DyDAn Homeland Security Seminar Series


Title: The Expected Determinant of the Random Gram Matrix and its Application to Information Retrieval Systems.

Speaker: Jacob Martin, Trinity College Dublin

Date: Monday, October 22, 2007 12:00 - 1:30 pm

Location: DyDan Center, CoRE Bldg, Room 431, Rutgers University, Busch Campus, Piscataway, NJ


Abstract:

Reduced rank matrix approximations obtained from singular value decompositions are routinely used to improve information retrieval applications (e.g. search engines). Although computing singular values can become intractable for very large matrices, probabilistic techniques can give us a shortcut. Furthermore, probability models can help explain the observed improvement in information retrieval performance when reducing the rank of a matrix.

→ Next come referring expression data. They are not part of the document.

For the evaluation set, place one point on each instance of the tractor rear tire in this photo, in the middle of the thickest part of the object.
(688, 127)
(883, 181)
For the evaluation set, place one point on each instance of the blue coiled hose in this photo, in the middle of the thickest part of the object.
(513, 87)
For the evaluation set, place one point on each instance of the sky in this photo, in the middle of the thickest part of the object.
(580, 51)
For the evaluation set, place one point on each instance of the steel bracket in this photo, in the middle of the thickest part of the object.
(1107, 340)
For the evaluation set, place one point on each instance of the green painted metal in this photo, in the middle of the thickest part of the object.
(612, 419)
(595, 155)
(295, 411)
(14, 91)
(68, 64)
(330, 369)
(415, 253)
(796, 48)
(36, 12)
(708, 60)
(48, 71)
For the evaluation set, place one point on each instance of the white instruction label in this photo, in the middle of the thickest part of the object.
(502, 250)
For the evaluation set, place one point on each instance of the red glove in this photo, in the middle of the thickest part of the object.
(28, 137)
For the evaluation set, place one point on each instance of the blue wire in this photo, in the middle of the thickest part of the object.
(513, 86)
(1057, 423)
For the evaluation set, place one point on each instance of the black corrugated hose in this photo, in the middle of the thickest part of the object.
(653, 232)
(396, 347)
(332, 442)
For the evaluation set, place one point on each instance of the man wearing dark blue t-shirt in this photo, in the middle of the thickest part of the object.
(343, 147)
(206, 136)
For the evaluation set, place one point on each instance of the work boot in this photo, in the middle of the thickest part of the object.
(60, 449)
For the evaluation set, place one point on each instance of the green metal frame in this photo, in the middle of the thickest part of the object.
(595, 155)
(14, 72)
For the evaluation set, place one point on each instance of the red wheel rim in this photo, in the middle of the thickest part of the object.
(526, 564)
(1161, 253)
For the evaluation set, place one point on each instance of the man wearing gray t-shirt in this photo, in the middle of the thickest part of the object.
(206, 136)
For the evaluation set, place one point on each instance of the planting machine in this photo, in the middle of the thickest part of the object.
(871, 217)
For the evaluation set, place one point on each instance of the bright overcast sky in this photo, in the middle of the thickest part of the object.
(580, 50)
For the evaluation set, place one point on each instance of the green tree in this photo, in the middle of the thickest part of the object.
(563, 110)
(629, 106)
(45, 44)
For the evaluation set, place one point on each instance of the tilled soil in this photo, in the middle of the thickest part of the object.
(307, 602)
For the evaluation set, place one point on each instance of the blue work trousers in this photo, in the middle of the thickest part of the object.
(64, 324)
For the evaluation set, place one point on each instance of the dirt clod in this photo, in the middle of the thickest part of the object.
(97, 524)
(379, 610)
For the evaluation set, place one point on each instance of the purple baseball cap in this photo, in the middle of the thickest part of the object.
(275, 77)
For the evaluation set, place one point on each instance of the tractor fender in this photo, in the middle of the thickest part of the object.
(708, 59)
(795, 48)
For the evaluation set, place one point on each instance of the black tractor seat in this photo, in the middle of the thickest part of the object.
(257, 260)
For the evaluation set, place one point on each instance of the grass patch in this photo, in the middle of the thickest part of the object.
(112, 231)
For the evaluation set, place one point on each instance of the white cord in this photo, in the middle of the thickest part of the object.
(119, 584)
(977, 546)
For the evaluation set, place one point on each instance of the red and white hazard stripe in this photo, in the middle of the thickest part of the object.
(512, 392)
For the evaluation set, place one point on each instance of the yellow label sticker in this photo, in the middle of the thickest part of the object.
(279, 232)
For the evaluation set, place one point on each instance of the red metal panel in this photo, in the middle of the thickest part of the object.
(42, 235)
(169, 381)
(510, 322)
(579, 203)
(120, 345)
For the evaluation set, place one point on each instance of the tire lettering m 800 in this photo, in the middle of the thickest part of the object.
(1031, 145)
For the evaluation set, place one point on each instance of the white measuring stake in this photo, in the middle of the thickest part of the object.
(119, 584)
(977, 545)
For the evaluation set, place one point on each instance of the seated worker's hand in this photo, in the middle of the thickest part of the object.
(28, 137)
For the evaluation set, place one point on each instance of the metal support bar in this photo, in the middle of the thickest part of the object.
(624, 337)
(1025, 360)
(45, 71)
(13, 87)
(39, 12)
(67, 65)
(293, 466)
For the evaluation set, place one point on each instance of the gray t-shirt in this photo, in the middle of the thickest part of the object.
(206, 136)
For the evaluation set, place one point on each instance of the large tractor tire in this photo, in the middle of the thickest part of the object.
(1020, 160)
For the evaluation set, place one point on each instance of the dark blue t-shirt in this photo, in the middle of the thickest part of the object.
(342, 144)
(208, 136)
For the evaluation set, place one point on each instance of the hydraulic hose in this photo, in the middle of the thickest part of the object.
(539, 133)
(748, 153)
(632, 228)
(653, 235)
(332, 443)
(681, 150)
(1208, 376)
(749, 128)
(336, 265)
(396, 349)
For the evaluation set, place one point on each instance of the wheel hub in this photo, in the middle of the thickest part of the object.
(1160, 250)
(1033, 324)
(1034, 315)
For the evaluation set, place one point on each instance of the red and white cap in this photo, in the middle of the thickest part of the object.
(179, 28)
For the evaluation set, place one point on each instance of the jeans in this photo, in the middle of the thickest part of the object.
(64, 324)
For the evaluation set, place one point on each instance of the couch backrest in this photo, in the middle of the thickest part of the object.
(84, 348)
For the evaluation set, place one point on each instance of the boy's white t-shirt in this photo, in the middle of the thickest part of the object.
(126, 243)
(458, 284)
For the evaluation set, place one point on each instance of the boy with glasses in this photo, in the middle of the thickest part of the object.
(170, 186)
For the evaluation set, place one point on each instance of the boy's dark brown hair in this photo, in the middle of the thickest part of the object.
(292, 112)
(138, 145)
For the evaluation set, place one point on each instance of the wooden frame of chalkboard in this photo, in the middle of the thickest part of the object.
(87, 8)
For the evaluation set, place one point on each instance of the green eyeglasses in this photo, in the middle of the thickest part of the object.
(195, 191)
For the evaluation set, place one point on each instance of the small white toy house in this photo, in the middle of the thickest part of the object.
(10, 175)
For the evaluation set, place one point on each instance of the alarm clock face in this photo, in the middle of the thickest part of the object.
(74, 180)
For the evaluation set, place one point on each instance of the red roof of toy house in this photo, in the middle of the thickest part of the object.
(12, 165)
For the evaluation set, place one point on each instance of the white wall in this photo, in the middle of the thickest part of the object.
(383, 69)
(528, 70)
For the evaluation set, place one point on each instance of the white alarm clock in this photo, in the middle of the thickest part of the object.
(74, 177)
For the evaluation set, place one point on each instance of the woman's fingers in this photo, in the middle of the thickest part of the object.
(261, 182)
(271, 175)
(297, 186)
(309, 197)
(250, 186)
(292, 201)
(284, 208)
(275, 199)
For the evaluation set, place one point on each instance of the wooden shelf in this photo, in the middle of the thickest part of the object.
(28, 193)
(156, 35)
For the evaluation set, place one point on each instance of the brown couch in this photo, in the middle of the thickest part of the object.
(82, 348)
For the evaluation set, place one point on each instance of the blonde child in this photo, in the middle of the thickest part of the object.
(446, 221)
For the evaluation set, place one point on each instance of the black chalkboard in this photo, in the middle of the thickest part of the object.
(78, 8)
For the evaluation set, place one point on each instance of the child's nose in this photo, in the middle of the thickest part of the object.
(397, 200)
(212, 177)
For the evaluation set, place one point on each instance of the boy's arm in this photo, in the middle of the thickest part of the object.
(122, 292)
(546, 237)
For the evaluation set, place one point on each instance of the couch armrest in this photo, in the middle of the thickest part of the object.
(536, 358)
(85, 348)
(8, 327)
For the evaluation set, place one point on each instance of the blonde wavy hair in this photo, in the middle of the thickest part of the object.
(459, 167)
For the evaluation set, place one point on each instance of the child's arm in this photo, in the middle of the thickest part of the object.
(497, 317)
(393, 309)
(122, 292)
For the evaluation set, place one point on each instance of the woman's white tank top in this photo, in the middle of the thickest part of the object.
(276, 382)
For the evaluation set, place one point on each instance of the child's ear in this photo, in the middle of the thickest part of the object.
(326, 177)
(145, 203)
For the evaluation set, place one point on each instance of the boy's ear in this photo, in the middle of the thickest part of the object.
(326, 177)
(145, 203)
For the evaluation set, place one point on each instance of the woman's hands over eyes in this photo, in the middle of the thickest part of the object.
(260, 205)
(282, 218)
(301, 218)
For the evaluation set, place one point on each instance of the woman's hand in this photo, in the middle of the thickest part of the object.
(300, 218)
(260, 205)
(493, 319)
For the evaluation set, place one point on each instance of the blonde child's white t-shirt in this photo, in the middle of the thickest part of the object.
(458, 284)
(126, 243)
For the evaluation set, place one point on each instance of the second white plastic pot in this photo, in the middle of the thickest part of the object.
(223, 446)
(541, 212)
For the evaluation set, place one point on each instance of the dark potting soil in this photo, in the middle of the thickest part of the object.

Let w be a t-tall vector whose components are random variables (not necessarily independent). Next sample n independent vectors, creating a t by n matrix A. Then the random Gram matrix of size n is G(n) = A^(T)A. This talk partially concerns the derivation of an exponential generating function for the expected value of the determinant of G(n), E(det(G(n)). A recurrence derived from the generating function allows the computation of E(det(G(n+1))) from previously computed values. These methods can be used to calculate the expected coefficients of a polynomial whose roots exponentially approach the actual singular values of A as n approaches infinity.

The expected singular values can provide a starting point for computing singular value decompositions. Moreover, the association of particular expected singular values with certain probability models leads to a method for constructing special reduced rank approximations that exhibit better performance in comparison with traditional reduced rank approximations (e.g. Latent Semantic Indexing).